We included randomized controlled trials (RCTs) involving use of nerve blocks as part of the care provided for adults aged 16 years and older with hip fracture.
Two review authors independently assessed new trials for inclusion, determined trial quality using the Cochrane tool and extracted data. When appropriate, we pooled results of outcome measures. We rated the quality of evidence according to the GRADE Working Group approach.

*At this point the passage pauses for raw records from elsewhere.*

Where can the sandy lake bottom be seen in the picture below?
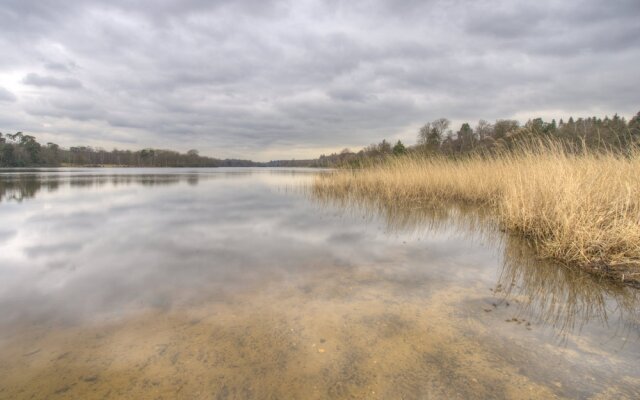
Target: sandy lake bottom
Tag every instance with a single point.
(235, 284)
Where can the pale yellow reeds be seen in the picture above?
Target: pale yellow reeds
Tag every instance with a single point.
(577, 207)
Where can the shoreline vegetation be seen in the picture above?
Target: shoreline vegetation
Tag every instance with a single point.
(575, 199)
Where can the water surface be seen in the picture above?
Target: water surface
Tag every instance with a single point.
(237, 283)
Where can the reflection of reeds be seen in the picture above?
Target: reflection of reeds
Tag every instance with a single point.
(560, 296)
(581, 209)
(563, 297)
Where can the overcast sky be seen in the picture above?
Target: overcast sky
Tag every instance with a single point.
(266, 79)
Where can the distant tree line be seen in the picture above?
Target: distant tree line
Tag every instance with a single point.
(20, 150)
(436, 138)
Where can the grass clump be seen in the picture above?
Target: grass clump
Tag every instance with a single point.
(577, 207)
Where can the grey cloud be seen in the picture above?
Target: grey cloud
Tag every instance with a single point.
(47, 80)
(6, 95)
(233, 77)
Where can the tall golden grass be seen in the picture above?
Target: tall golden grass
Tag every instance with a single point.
(577, 207)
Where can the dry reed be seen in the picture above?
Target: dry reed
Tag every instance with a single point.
(576, 207)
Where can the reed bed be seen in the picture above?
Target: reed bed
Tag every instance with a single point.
(577, 207)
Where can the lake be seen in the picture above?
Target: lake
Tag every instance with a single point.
(240, 283)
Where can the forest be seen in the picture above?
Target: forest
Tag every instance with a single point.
(436, 138)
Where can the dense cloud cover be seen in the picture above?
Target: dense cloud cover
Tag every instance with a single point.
(280, 79)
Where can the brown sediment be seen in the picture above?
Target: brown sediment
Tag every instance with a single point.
(320, 339)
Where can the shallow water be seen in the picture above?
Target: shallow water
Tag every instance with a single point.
(237, 283)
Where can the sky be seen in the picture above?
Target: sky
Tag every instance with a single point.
(271, 79)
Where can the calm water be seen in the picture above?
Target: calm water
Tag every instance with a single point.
(237, 283)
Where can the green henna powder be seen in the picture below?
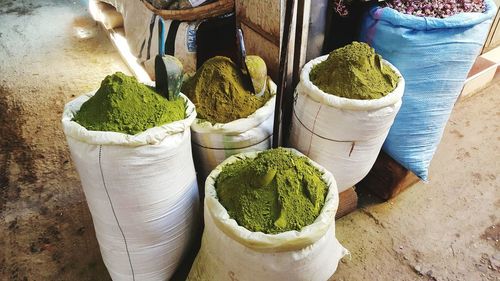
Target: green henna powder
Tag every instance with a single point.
(124, 105)
(218, 93)
(354, 72)
(275, 192)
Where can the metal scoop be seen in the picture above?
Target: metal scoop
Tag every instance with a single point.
(247, 79)
(168, 69)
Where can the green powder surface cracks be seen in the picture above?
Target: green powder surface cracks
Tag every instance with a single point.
(123, 104)
(275, 192)
(218, 93)
(354, 71)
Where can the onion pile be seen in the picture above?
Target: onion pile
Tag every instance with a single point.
(436, 8)
(422, 8)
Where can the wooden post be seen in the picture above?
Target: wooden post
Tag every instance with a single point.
(387, 178)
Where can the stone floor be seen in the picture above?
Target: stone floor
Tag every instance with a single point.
(51, 51)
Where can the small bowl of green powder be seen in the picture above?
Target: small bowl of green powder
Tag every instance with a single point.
(274, 191)
(124, 105)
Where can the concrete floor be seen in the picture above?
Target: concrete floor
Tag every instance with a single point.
(51, 51)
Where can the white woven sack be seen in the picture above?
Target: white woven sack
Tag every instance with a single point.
(141, 191)
(343, 135)
(231, 252)
(213, 143)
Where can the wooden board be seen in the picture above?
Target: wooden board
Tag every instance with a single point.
(348, 202)
(480, 75)
(387, 178)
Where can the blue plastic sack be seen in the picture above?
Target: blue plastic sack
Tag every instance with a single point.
(434, 55)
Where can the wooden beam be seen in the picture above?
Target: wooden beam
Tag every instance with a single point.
(387, 178)
(348, 202)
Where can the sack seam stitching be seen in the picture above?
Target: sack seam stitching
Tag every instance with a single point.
(114, 213)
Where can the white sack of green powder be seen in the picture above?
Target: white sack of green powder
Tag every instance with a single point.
(310, 254)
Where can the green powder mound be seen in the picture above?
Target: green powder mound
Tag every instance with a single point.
(354, 72)
(218, 93)
(124, 105)
(275, 192)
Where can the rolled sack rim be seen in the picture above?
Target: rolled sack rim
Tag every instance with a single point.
(460, 20)
(306, 87)
(238, 126)
(281, 242)
(150, 136)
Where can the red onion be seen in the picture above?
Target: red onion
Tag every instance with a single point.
(436, 8)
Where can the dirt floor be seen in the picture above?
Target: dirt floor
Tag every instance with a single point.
(51, 51)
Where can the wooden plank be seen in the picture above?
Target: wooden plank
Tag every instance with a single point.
(387, 178)
(266, 14)
(493, 39)
(480, 75)
(348, 202)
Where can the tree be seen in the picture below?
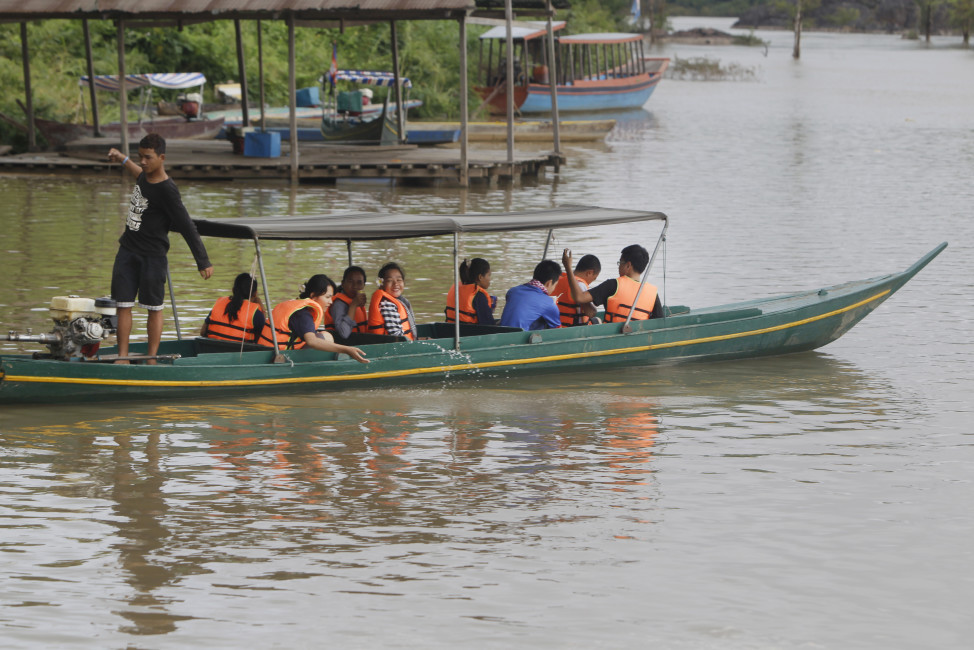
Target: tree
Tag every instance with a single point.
(962, 15)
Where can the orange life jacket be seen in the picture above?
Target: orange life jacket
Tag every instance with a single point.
(377, 324)
(360, 315)
(467, 293)
(220, 326)
(570, 312)
(282, 314)
(618, 305)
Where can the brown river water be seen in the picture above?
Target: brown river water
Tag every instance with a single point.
(820, 500)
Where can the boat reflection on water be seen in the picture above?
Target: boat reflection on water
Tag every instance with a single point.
(262, 492)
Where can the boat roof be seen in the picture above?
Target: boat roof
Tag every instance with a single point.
(368, 77)
(172, 80)
(526, 30)
(605, 37)
(370, 226)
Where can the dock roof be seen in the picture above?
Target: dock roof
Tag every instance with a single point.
(206, 10)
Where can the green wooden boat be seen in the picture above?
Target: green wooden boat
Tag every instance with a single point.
(201, 367)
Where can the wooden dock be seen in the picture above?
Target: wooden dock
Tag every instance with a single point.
(318, 162)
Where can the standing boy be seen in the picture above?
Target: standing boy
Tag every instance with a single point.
(141, 264)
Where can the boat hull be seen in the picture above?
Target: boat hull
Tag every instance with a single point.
(582, 95)
(58, 134)
(780, 325)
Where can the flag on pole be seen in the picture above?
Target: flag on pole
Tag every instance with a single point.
(333, 71)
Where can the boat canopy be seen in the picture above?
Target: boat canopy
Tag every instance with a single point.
(170, 80)
(607, 38)
(369, 77)
(525, 30)
(368, 226)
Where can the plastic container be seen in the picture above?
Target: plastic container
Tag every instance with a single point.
(262, 145)
(309, 96)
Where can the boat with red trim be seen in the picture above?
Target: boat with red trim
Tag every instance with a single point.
(593, 72)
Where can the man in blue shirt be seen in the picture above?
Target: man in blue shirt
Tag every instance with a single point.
(531, 306)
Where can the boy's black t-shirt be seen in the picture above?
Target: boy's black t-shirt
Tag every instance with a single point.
(154, 210)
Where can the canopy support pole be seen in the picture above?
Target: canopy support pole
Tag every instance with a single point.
(456, 291)
(464, 168)
(91, 79)
(260, 75)
(172, 299)
(547, 243)
(293, 95)
(659, 242)
(269, 311)
(25, 55)
(123, 100)
(553, 84)
(509, 82)
(242, 71)
(400, 112)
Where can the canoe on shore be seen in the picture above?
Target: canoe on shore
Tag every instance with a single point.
(197, 367)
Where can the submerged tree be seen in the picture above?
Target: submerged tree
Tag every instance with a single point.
(962, 15)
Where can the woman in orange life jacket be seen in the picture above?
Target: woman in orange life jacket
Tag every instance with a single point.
(240, 316)
(348, 312)
(297, 321)
(586, 271)
(619, 294)
(389, 311)
(476, 305)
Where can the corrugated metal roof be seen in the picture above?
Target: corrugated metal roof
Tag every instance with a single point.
(224, 9)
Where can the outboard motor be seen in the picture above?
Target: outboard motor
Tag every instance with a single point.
(80, 325)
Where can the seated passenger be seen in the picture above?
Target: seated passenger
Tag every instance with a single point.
(530, 306)
(476, 305)
(619, 295)
(347, 313)
(390, 312)
(240, 316)
(587, 269)
(297, 321)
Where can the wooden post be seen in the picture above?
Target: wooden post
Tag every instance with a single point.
(25, 55)
(797, 52)
(509, 82)
(293, 94)
(400, 113)
(464, 169)
(552, 81)
(242, 71)
(91, 78)
(123, 99)
(260, 75)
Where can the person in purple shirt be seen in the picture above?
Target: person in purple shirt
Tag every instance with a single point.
(531, 306)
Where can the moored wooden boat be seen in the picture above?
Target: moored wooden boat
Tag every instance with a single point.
(594, 72)
(200, 367)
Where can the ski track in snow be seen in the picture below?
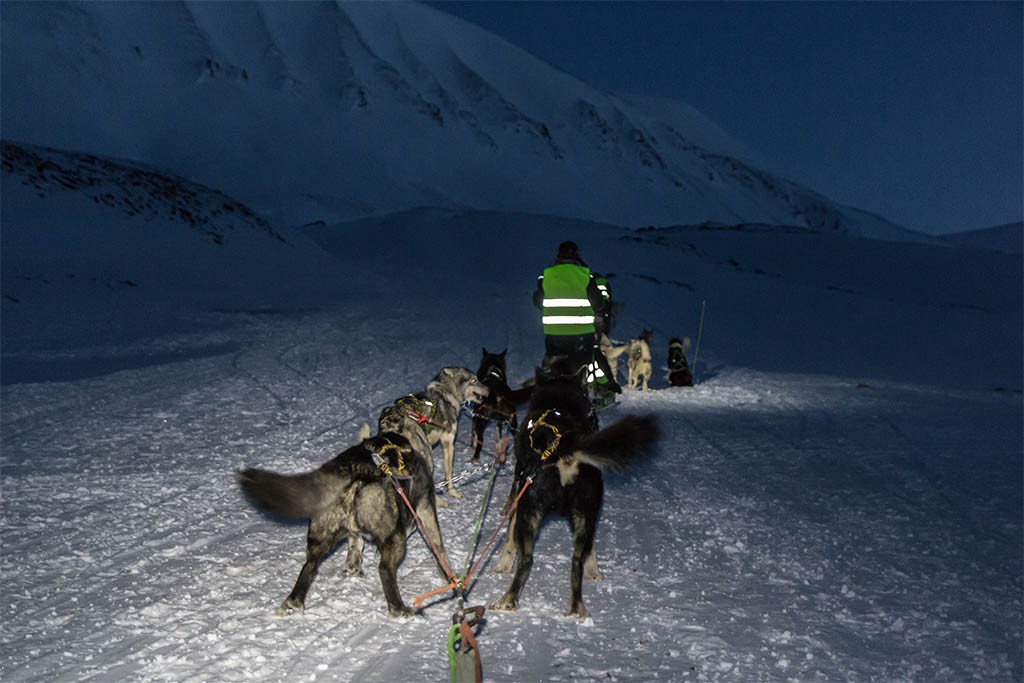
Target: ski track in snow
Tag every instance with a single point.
(791, 527)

We included 31 trials (1760 participants; 897 randomized to peripheral nerve blocks and 863 to no regional blockade). Results of eight trials with 373 participants show that peripheral nerve blocks reduced pain on movement within 30 minutes of block placement (standardized mean difference (SMD) -1.41, 95% confidence interval (CI) -2.14 to -0.67; equivalent to -3.4 on a scale from 0 to 10; I(2) = 90%; high quality of evidence). Effect size was proportionate to the concentration of local anaesthetic used (P < 0.00001). Based on seven trials with 676 participants, we did not find a difference in the risk of acute confusional state (risk ratio (RR) 0.69, 95% CI 0.38 to 1.27; I(2) = 48%; very low quality of evidence). Three trials with 131 participants reported decreased risk for pneumonia (RR 0.41, 95% CI 0.19 to 0.89; I(2) = 3%; number needed to treat for an additional beneficial outcome (NNTB) 7, 95% CI 5 to 72; moderate quality of evidence). We did not find a difference in risk of myocardial ischaemia or death within six months, but the number of participants included was well below the optimal information size for these two outcomes. Two trials with 155 participants reported that peripheral nerve blocks also reduced time to first mobilization after surgery (mean difference -11.25 hours, 95% CI -14.34 to -8.15 hours; I(2) = 52%; moderate quality of evidence). One trial with 75 participants indicated that the cost of analgesic drugs was lower when they were given as a single shot block (SMD -3.48, 95% CI -4.23 to -2.74; moderate quality of evidence).
High-quality evidence shows that regional blockade reduces pain on movement within 30 minutes after block placement. Moderate-quality evidence shows reduced risk for pneumonia, decreased time to first mobilization and cost reduction of the analgesic regimen (single shot blocks).